Rouletabille walked back and forth, very much worked
up; then suddenly he stopped short.
“Impossible,” he said. “It
is impossible. I cannot; I am not able to go
yet.”
“Why?”
“Good God, Monsieur Koupriane, because I have
to interview the President of the Duma yet, and complete
my little inquiry into the politics of the cadets.”
“Oh, indeed!”
Koupriane looked at him with a sour grin.
“What are you going to do with that man?”
demanded Rouletabille.
“Have him fixed up first.”
“And then?”
“Then take him before the judges.”
“That is to say, to the gallows?”
“Certainly.”
“Monsieur Koupriane, I offer it to you again.
Life for life. Give me the life of that poor
devil and I promise you General Trebassof’s.”
“Explain yourself.”
“Not at all. Do you promise me that you
will maintain silence about the case of that man and
that you will not touch a hair of his head?”
Koupriane looked at Rouletabille as he had looked
at him during the altercation they had on the edge
of the Gulf. He decided the same way this time.
“Very well,” said he. “You
have my word. The poor devil!”
“You are a brave man, Monsieur Koupriane, but
a little quick with the whip...”
“What would you expect? One’s work
teaches that.”
“Good morning. No, don’t trouble
to show me out. I am compromised enough already,”
said Rouletabille, laughing.
“Au revoir, and good luck! Get to work
interviewing the President of the Duma,” added
Koupriane knowingly, with a great laugh.
But Rouletabille was already gone.
“That lad,” said the Chief of Police aloud
to himself, “hasn’t told me a bit of what
he knows.”
ANNOUCHKA
“And now it’s between us two, Natacha,”
murmured Rouletabille as soon as he was outside.

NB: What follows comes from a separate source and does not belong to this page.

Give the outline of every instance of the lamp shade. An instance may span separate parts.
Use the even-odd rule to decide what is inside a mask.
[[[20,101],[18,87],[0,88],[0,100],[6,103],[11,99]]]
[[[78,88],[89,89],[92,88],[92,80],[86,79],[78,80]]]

He hailed the first carriage that passed and gave
the address of the datcha des Iles. When he got
in he held his head between his hands; his face burned,
his jaws were set. But by a prodigious effort
of his will he resumed almost instantly his calm,
his self-control. As he went back across the
Neva, across the bridge where he had felt so elated
a little while before, and saw the isles again he
sighed heavily. “I thought I had got it
all over with, so far as I was concerned, and now
I don’t know where it will stop.”
His eyes grew dark for a moment with somber thoughts
and the vision of the Lady in Black rose before him;
then he shook his head, filled his pipe, lighted it,
dried a tear that had been caused doubtless by a little
smoke in his eye, and stopped sentimentalizing.
A quarter of an hour later he gave a true Russian
nobleman’s fist-blow in the back to the coachman
as an intimation that they had reached the Trebassof
villa. A charming picture was before him.
They were all lunching gayly in the garden, around
the table in the summer-house. He was astonished,
however, at not seeing Natacha with them. Boris
Mourazoff and Michael Korsakoff were there.
Rouletabille did not wish to be seen. He made
a sign to Ermolai, who was passing through the garden
and who hurried to meet him at the gate.